Great Generation (WW2) – “The world is a mess and it’s everybody else’s fault.”
Boomer Generation (50s & 60s) – “The world is a mess and we could have/should have/would have/almost/ fixed it.”
Generation X, “Me” generation (70s-90s) – “The world is a mess and I’m hunkering down with what’s mine.”
Generation Y, “Millennial” generation (2000s) – “The world is a mess but there are so many cool things going on.”
Today’s millennials (Y generation) often describe themselves as minimalist, though not as art or aesthetics but as an entire lifestyle. The degrees of minimalism vary in kind and consistency, but is largely based on the economic and technological backdrop of 21st century life in developed countries.
Previous generations to that of the last two decades were accustomed to locally-based manufacturing, production, communication, and travel. Millenials no longer see any of this with the dominance of outsourcing, outdated technologies, disappearance of labor replaced by service jobs, and a world as tense and violent as ever.
The dominance of the Internet and social media has dominated and displaced communication technologies. The millennials’ argument for fewer possessions is as much based on increased capacities of modern technologies that at the same time are physically smaller than ever. The multiple functions of a smart phone or tablet displace many previous technologies. The application of new technologies to everything from automobiles to banking to shopping to learning foster the illusion of simplicity even while increasing dependence on larger infrastructure, corporate control, and easier surveillance. But the marketing of consumption continues and grows even while touting a new simplicity in getting rid of objects — or rather miniaturizing them.
Thus millennial limiting of possessions such as books, clothing, and furniture can be lauded when based on values of simplicity, but less so when motivation is ease of replacement via web-based vendors, two-day delivery, easy credit and downloadable access. In this case, minimalism is resistance to the temptation to buy too much because of minimal living space rather than the virtue of abstinence.

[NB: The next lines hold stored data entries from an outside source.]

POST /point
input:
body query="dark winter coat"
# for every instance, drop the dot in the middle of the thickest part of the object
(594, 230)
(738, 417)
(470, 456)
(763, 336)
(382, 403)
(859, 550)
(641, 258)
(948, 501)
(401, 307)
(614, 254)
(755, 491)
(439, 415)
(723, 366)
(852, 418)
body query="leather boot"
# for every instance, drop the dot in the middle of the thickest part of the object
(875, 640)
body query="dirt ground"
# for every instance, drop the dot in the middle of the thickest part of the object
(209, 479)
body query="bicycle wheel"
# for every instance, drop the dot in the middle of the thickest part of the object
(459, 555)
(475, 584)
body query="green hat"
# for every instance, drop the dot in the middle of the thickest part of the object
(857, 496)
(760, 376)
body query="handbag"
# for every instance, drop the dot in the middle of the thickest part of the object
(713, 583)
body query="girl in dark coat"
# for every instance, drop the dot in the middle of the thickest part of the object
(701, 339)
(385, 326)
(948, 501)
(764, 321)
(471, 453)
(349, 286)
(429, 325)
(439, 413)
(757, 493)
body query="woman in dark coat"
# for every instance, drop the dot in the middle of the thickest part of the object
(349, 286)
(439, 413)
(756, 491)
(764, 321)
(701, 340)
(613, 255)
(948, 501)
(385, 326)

In this millennium, many professional jobs have been outsourced in developing coutries, leaving an information and economic gap between professional-level jobs and service jobs that basically “service” the professional classes. The college graduate serving at the coffee shop is a typical example. Such an economy is then bolstered, complemented, or designed to limit labor and benefits of job stability, and stability of residence. Such mobility in jobs and residence used to be the provenance of upwardly-mobile professionals, but in this century it characterizes the millenial with less money and fewer prospects for better work. Hence debt and the hustle to work become full-time concerns, and the aspiration to minimalism a motive that is primarily economic.

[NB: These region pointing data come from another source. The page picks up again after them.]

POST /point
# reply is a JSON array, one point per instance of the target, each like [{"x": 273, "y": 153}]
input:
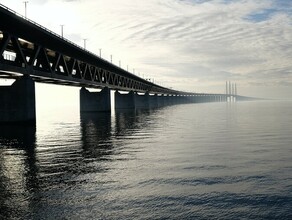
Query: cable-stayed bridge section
[{"x": 31, "y": 53}]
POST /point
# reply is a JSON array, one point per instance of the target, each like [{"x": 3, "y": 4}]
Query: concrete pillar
[
  {"x": 18, "y": 101},
  {"x": 95, "y": 101},
  {"x": 153, "y": 101},
  {"x": 125, "y": 101},
  {"x": 142, "y": 101}
]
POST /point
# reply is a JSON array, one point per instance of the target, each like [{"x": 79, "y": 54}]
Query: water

Simplicity in the stable (middle) class was and remains an effort to declutter life, closets, and garages from too many attachments, possessions, and gratuitous clingings. The millenial has necessarily passed this stage from sheer economic pressure and technological capacities. The millennial does not have mutiple shoes, multiple coats, and multiple CDs and DVDs because technology and apartment rental (they are either mobile or cannot afford a house — or both) doesn’t make it practical or economical. At least this is a millenial aspiration though doubtless not all share it.

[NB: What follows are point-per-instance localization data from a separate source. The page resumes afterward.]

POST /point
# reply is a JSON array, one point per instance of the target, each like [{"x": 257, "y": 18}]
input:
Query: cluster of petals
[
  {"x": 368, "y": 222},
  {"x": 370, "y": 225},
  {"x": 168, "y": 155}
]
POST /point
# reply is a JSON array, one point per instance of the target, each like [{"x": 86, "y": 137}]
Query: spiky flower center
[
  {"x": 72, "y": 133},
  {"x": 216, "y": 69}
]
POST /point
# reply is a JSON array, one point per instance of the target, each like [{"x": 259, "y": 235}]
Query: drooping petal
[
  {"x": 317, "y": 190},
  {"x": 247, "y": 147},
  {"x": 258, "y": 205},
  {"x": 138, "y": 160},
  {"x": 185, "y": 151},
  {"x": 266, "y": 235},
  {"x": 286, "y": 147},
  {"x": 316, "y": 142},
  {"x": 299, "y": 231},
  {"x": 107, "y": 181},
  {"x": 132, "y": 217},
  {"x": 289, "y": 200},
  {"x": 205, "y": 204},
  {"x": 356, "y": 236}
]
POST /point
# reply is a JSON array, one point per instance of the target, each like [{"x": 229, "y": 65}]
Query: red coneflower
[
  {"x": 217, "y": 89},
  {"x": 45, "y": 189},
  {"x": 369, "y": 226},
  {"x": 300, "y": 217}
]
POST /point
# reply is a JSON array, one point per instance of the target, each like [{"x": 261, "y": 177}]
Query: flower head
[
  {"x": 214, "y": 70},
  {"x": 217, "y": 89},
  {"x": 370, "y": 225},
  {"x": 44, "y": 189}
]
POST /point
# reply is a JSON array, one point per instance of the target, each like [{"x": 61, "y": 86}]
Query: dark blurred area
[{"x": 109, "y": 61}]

Today’s generation may find its way nimbly while an older generation simply adds the new technology to its clutter. The angst of the boomer is surpassed by the gluttony of the “me” middle-agers, and now succeeded by the cautious millennials. May their minimalism resemble neither a Beckett stage nor a Potemkin impoverished village but a reconciliation to the future, which is certainly dim and foreboding, as the millennial knows well — or ought to. The assault on nature and the destruction of sustainability makes simplicity not only a necessity but a strategy, which, hopefully can be reconciled to the deeper and sustaining values that every generation of sages has practiced.